Shapeshifter: nonplussing on release, delicious after 10 years.

They were better than expected. They were way better than Pio wines at release. They were, in fact, very good. The blended 1999 Barolo is advanced on the nose (roasted meat and oily fruity spread) but vivid and tannic on the palate, and certainly can improve further. A decade down the road, it doesn’t so much show its 30% small oak ageing, and the profile is quite traditional: this is elegant, transparent, austere, very acidic Barolo. In fact it’s showing an excruciatingly powerful structure and with the fruit drying out a bit, it might never resolve. (The impression of overextraction and a slightly thin mid-palate is in fact similar to that of a young vintage). But it’s authentic Barolo with character and allure. The 1999 Ornato was very much similar, but quite better. It shows more oaky and modern but also more concentrated and fruity, thereby resolving the major issue of the blended Barolo. The tannins are softer, although there still is a hint of mouth-drying overextraction. This benefits immensely from airing and is at its best on day 2 from opening (no decanting) so it’s safe to assume it can keep for another 7 to 10 years. A big assertive wine and importantly, a pleasure to drink with excellent fruit.

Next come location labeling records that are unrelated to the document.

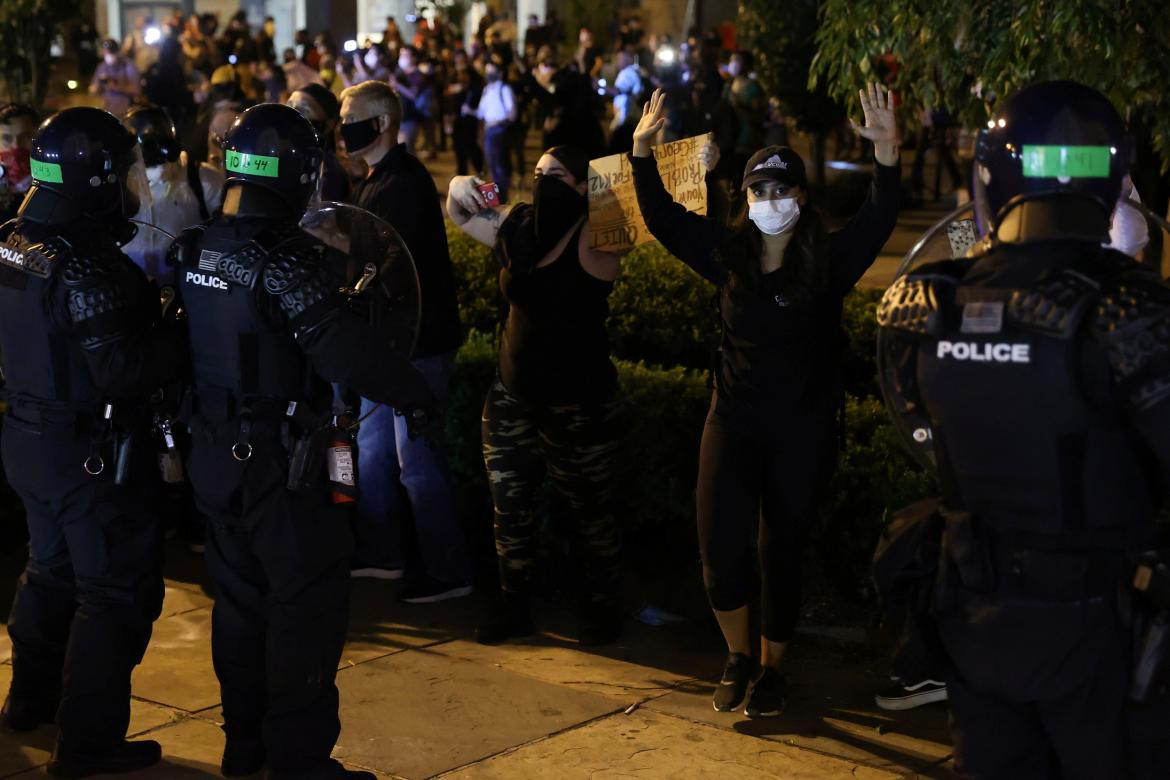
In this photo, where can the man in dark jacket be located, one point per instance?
(399, 190)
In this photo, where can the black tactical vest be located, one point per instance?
(232, 277)
(40, 282)
(1013, 358)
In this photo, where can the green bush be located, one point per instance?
(660, 312)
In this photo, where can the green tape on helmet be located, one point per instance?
(48, 172)
(256, 165)
(1067, 161)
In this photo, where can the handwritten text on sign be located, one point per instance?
(613, 209)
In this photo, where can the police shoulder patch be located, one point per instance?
(242, 267)
(912, 304)
(1057, 305)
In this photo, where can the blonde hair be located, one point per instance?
(379, 96)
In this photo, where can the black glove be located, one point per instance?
(425, 422)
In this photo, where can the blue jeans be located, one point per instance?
(495, 147)
(399, 477)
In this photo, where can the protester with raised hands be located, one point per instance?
(553, 405)
(769, 446)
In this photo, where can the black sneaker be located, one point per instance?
(27, 712)
(122, 757)
(907, 696)
(510, 619)
(768, 695)
(242, 758)
(733, 687)
(427, 589)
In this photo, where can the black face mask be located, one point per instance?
(360, 135)
(557, 208)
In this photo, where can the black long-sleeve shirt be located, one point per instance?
(780, 354)
(400, 191)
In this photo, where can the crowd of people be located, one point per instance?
(270, 363)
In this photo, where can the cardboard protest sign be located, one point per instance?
(613, 209)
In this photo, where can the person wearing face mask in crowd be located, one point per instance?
(183, 192)
(466, 89)
(116, 80)
(414, 90)
(400, 477)
(497, 111)
(553, 407)
(321, 108)
(565, 99)
(770, 440)
(18, 123)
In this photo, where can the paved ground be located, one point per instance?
(421, 699)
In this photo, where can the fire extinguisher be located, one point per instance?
(342, 463)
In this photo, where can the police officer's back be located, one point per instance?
(269, 331)
(1043, 364)
(82, 351)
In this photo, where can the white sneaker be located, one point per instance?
(902, 696)
(376, 573)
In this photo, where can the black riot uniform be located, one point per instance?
(83, 352)
(1041, 363)
(268, 332)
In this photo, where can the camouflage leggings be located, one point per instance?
(576, 447)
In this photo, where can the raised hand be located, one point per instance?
(880, 128)
(651, 124)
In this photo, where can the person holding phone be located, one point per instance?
(770, 441)
(553, 407)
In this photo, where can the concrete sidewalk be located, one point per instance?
(421, 699)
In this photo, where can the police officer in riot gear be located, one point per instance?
(83, 351)
(1041, 364)
(269, 331)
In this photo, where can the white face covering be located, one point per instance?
(775, 216)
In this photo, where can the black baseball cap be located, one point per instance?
(775, 164)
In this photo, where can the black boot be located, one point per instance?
(242, 757)
(27, 712)
(510, 619)
(328, 770)
(121, 757)
(600, 625)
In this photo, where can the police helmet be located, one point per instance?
(81, 160)
(156, 135)
(273, 146)
(1055, 138)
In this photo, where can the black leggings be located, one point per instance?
(765, 482)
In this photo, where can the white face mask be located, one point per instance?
(775, 216)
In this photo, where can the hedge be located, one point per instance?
(661, 312)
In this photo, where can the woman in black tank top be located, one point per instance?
(552, 407)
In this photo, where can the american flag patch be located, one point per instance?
(208, 261)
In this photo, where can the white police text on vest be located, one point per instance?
(12, 256)
(985, 352)
(206, 280)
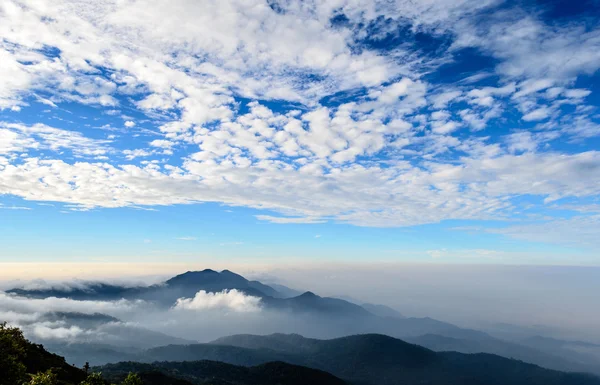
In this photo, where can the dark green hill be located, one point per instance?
(19, 358)
(211, 372)
(381, 360)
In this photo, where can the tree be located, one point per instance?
(132, 379)
(44, 378)
(12, 353)
(94, 379)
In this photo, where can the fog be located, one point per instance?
(562, 298)
(508, 301)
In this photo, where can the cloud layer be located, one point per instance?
(320, 111)
(228, 300)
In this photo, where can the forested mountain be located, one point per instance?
(211, 372)
(373, 359)
(313, 315)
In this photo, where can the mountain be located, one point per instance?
(20, 358)
(312, 314)
(284, 291)
(382, 310)
(502, 348)
(211, 372)
(310, 302)
(376, 359)
(185, 285)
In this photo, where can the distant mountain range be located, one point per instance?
(317, 316)
(219, 373)
(362, 359)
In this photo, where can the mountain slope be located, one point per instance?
(502, 348)
(377, 359)
(19, 357)
(205, 372)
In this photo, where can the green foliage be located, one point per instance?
(132, 379)
(12, 354)
(94, 379)
(44, 378)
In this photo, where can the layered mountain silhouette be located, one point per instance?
(213, 373)
(365, 359)
(318, 316)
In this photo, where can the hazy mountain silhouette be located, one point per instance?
(322, 316)
(372, 359)
(382, 310)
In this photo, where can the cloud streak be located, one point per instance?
(229, 300)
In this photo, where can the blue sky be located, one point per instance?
(430, 131)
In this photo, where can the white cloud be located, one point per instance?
(282, 220)
(396, 154)
(228, 300)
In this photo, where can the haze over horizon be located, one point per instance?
(413, 181)
(420, 131)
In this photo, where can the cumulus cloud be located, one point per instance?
(230, 300)
(287, 111)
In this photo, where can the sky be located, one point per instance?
(247, 131)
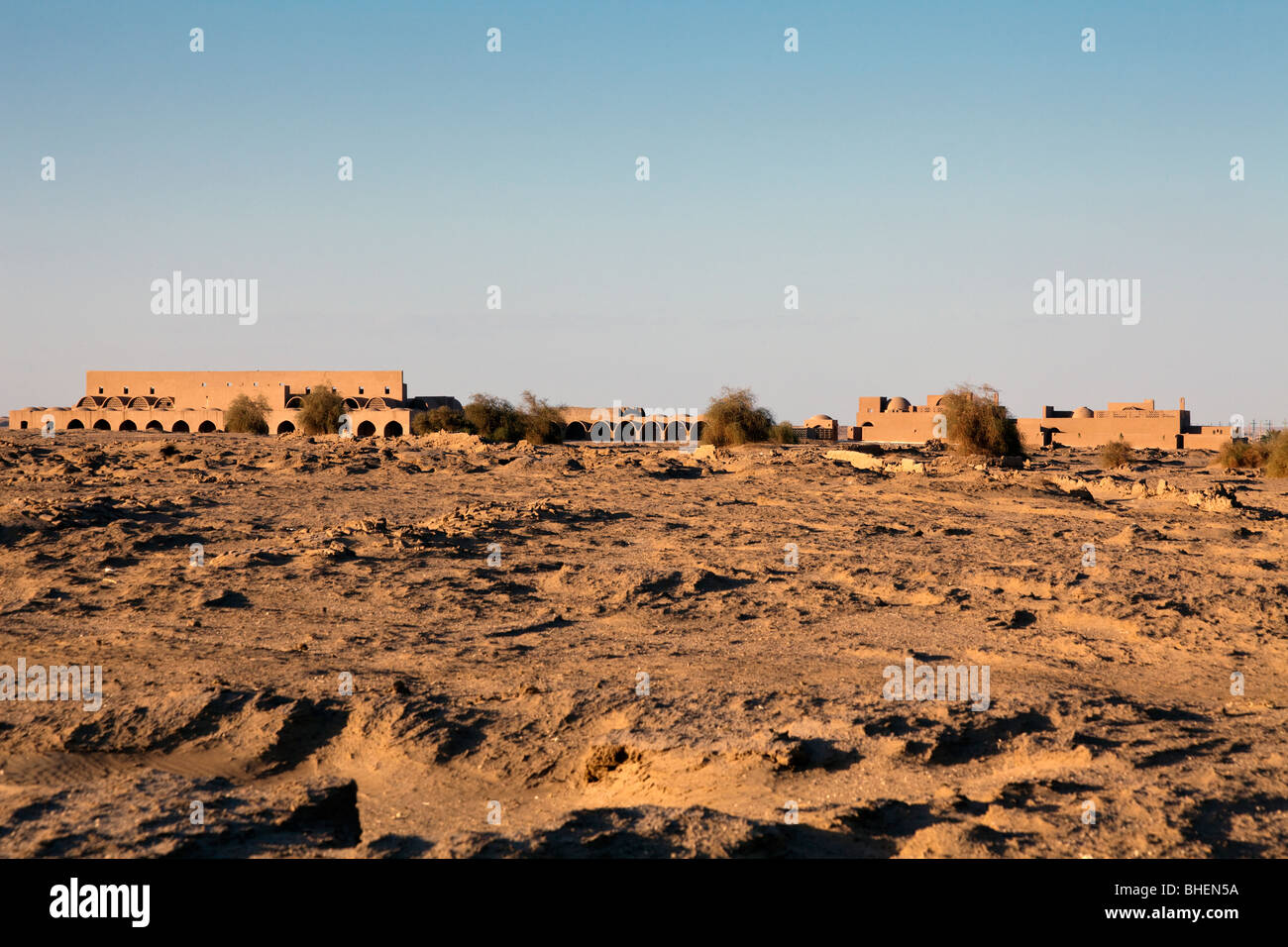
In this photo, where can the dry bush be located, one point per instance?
(320, 410)
(542, 423)
(1117, 454)
(494, 419)
(246, 416)
(734, 419)
(1240, 454)
(977, 424)
(1275, 449)
(442, 418)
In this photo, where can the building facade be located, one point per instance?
(196, 401)
(1138, 423)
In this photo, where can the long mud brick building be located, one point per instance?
(1138, 423)
(194, 401)
(375, 401)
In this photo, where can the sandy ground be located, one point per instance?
(513, 692)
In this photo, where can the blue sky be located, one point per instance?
(768, 169)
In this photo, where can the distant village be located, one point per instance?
(376, 403)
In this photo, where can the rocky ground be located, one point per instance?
(497, 609)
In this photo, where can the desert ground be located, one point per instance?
(500, 707)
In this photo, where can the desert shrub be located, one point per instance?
(542, 421)
(320, 410)
(977, 424)
(1275, 449)
(442, 418)
(784, 433)
(734, 419)
(246, 416)
(1240, 454)
(1117, 454)
(494, 419)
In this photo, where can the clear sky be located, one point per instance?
(767, 169)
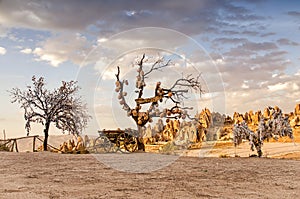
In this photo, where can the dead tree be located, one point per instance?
(274, 127)
(61, 106)
(177, 93)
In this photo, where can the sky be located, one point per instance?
(247, 52)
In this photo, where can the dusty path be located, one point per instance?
(48, 175)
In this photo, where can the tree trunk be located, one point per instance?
(46, 133)
(141, 145)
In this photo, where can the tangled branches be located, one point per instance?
(177, 93)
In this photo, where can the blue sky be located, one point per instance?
(248, 51)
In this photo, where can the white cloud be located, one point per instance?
(278, 87)
(26, 51)
(2, 51)
(63, 48)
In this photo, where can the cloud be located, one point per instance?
(66, 47)
(2, 51)
(294, 14)
(284, 41)
(192, 18)
(26, 51)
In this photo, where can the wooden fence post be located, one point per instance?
(33, 145)
(16, 144)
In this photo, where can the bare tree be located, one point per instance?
(61, 106)
(177, 93)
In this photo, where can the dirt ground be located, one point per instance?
(48, 175)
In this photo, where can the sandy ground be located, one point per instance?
(49, 175)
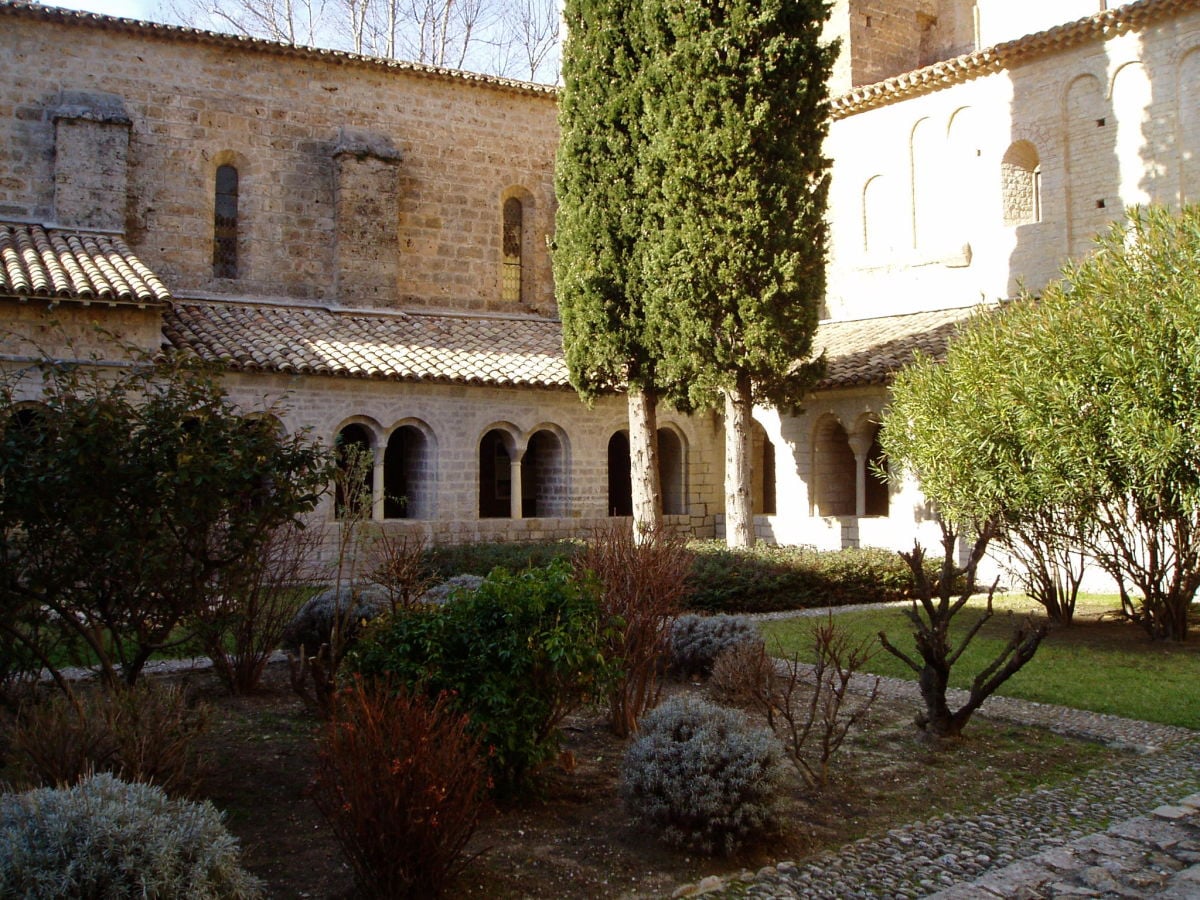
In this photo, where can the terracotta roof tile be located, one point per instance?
(395, 346)
(1006, 55)
(870, 352)
(58, 264)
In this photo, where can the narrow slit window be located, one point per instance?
(225, 225)
(514, 223)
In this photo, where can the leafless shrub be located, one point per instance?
(403, 569)
(145, 732)
(808, 706)
(642, 587)
(253, 605)
(402, 783)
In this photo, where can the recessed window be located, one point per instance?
(225, 225)
(514, 226)
(1021, 184)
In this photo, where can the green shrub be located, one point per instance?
(696, 641)
(702, 778)
(108, 839)
(517, 655)
(483, 558)
(767, 579)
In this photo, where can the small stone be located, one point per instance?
(712, 882)
(1174, 813)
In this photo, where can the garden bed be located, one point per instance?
(575, 839)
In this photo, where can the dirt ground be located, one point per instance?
(577, 840)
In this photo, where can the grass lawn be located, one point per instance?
(1103, 665)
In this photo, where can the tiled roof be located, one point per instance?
(1007, 54)
(870, 352)
(358, 345)
(215, 39)
(58, 264)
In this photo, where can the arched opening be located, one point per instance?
(407, 474)
(1020, 174)
(833, 469)
(495, 475)
(621, 485)
(514, 241)
(671, 472)
(877, 495)
(225, 223)
(354, 491)
(762, 487)
(544, 477)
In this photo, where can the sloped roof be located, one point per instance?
(216, 39)
(61, 264)
(1008, 54)
(396, 346)
(489, 351)
(870, 352)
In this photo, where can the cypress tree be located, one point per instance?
(599, 227)
(736, 114)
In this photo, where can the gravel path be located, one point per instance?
(1127, 831)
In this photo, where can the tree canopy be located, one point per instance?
(1081, 407)
(124, 493)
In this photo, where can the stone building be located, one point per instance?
(369, 239)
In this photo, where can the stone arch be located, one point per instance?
(1090, 163)
(1020, 184)
(673, 471)
(545, 473)
(925, 171)
(409, 471)
(762, 471)
(1189, 125)
(355, 442)
(1131, 97)
(621, 487)
(876, 490)
(228, 181)
(964, 177)
(876, 235)
(834, 471)
(497, 450)
(516, 244)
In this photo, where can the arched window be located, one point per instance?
(621, 486)
(834, 471)
(514, 226)
(225, 225)
(763, 472)
(495, 475)
(407, 474)
(544, 477)
(671, 472)
(1020, 173)
(876, 484)
(355, 480)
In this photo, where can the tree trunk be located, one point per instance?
(738, 499)
(643, 463)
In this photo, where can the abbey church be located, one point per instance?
(367, 240)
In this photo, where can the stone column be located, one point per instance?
(861, 445)
(366, 207)
(516, 507)
(91, 145)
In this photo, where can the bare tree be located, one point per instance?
(516, 39)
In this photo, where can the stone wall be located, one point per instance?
(460, 145)
(919, 213)
(453, 420)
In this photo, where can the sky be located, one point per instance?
(129, 9)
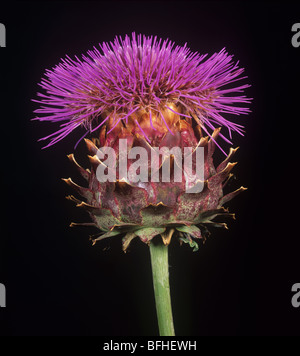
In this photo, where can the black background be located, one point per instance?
(239, 282)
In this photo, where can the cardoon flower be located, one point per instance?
(146, 97)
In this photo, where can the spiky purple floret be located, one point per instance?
(141, 73)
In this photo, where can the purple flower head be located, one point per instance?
(141, 73)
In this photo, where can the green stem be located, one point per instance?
(160, 272)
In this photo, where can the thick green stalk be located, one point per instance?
(160, 272)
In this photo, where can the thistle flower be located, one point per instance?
(142, 79)
(154, 95)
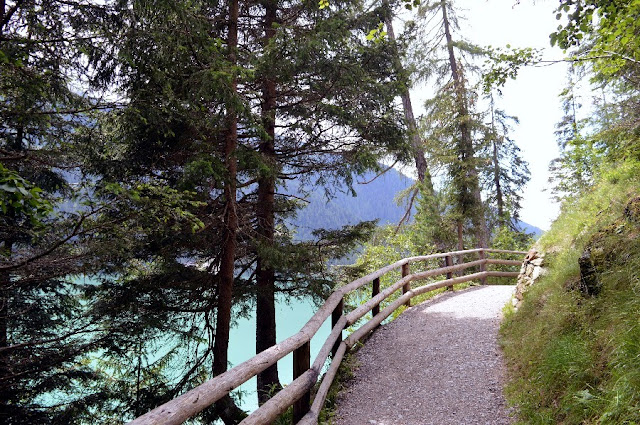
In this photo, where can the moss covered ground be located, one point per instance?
(574, 357)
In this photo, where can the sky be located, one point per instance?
(532, 97)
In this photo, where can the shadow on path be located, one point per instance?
(438, 363)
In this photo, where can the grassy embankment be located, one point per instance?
(574, 358)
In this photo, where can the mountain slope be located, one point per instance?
(374, 201)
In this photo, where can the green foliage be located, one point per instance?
(573, 359)
(504, 63)
(20, 199)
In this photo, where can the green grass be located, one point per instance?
(575, 359)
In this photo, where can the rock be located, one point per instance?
(632, 210)
(531, 270)
(589, 283)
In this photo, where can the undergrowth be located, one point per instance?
(575, 358)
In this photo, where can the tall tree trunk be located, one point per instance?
(496, 169)
(225, 407)
(5, 281)
(267, 381)
(466, 151)
(417, 148)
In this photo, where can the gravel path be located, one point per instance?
(438, 363)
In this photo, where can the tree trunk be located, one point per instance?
(417, 148)
(225, 407)
(5, 281)
(465, 145)
(267, 381)
(496, 169)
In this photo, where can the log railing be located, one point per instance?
(298, 393)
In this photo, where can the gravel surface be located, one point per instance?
(438, 363)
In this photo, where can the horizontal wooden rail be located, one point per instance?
(191, 403)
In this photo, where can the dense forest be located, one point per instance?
(155, 156)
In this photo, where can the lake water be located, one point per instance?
(290, 317)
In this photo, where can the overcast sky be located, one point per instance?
(533, 97)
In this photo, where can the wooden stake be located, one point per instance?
(301, 363)
(375, 291)
(335, 317)
(407, 286)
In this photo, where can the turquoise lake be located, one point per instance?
(290, 317)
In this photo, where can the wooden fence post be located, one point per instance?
(407, 286)
(301, 363)
(483, 268)
(375, 291)
(335, 316)
(448, 261)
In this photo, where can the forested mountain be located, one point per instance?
(373, 199)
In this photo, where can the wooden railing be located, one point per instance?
(305, 374)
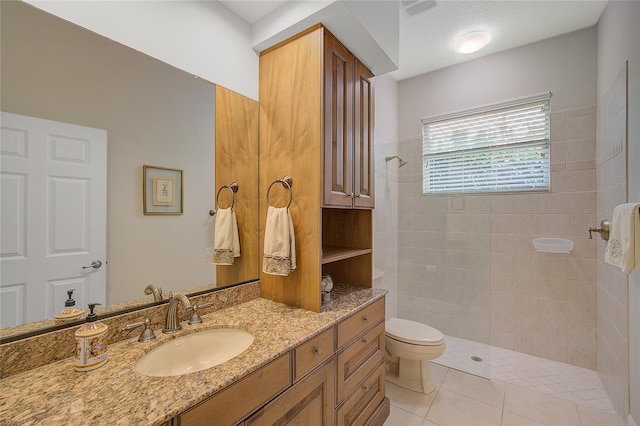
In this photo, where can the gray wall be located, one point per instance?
(153, 113)
(564, 65)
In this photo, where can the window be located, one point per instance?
(501, 149)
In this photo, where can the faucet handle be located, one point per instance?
(195, 317)
(147, 334)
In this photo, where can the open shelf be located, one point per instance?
(335, 254)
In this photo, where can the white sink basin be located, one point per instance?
(194, 352)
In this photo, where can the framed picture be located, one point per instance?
(161, 190)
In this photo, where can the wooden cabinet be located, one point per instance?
(231, 405)
(307, 403)
(327, 388)
(348, 128)
(312, 353)
(316, 125)
(360, 384)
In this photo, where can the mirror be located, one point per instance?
(153, 114)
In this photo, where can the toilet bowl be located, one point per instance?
(410, 346)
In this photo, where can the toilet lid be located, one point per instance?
(413, 332)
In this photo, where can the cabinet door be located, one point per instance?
(338, 124)
(307, 403)
(363, 137)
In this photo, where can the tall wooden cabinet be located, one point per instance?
(348, 124)
(316, 125)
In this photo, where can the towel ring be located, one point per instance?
(287, 182)
(233, 187)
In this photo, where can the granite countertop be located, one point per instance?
(117, 395)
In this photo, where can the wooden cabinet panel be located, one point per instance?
(291, 144)
(363, 182)
(307, 403)
(362, 403)
(359, 322)
(234, 403)
(358, 360)
(313, 353)
(338, 123)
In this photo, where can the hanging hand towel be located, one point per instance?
(623, 248)
(279, 242)
(226, 241)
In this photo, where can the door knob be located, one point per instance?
(94, 265)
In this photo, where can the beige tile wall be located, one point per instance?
(612, 285)
(467, 265)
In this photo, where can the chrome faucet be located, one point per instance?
(157, 292)
(171, 321)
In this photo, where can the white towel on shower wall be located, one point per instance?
(623, 248)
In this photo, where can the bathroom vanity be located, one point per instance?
(302, 368)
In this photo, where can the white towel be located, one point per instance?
(279, 242)
(623, 248)
(226, 240)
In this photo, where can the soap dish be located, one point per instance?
(553, 245)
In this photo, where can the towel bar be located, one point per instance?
(603, 230)
(233, 187)
(287, 182)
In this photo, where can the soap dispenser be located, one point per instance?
(91, 343)
(70, 312)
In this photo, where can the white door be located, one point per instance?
(53, 212)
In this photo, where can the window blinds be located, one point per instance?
(499, 150)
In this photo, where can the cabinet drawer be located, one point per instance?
(313, 352)
(234, 403)
(359, 359)
(359, 407)
(360, 321)
(307, 403)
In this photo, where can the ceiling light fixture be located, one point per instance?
(472, 42)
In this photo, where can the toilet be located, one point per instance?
(410, 346)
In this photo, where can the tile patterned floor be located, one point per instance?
(464, 399)
(579, 385)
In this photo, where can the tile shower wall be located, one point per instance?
(613, 296)
(385, 215)
(467, 264)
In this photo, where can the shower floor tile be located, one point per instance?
(576, 384)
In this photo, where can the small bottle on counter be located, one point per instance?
(70, 312)
(91, 343)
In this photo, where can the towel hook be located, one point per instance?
(603, 230)
(233, 187)
(287, 182)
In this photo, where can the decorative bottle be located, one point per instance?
(91, 343)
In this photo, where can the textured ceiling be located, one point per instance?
(426, 38)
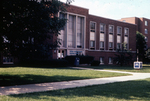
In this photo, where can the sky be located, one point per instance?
(115, 9)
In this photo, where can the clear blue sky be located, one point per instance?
(116, 9)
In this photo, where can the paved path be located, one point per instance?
(20, 89)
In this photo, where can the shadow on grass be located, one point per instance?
(110, 67)
(10, 80)
(131, 90)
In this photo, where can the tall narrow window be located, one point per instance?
(102, 36)
(110, 60)
(101, 60)
(119, 33)
(62, 31)
(126, 32)
(146, 23)
(111, 32)
(146, 31)
(146, 39)
(92, 35)
(79, 32)
(71, 31)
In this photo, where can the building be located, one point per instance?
(142, 26)
(94, 36)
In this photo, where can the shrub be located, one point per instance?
(49, 63)
(95, 63)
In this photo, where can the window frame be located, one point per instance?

Patience required: Pio Cesare’s Barolo shows best after a decade (or two).

Very obviously, I’ve been downrating Pio Cesare by drinking them too young. (You could say that they are released too young, and that the system of assessing the wines immediately upon their release on the market and rarely thereafter is essentially flawed). Almost all Barolo is better after 10 years than 4 but rarely are wines so drastically different at these different ages than in this case. It’s an important lesson before the 250 bottles I’ll tackle from tomorrow.

Disclosure

The two 1999s were tasting samples provided by Pio Cesare back in 2003 that I’ve cellared since. Winery visit in May 2010 and dinner in December 2010 kindly offered by Pio Cesare. This review was my initiative.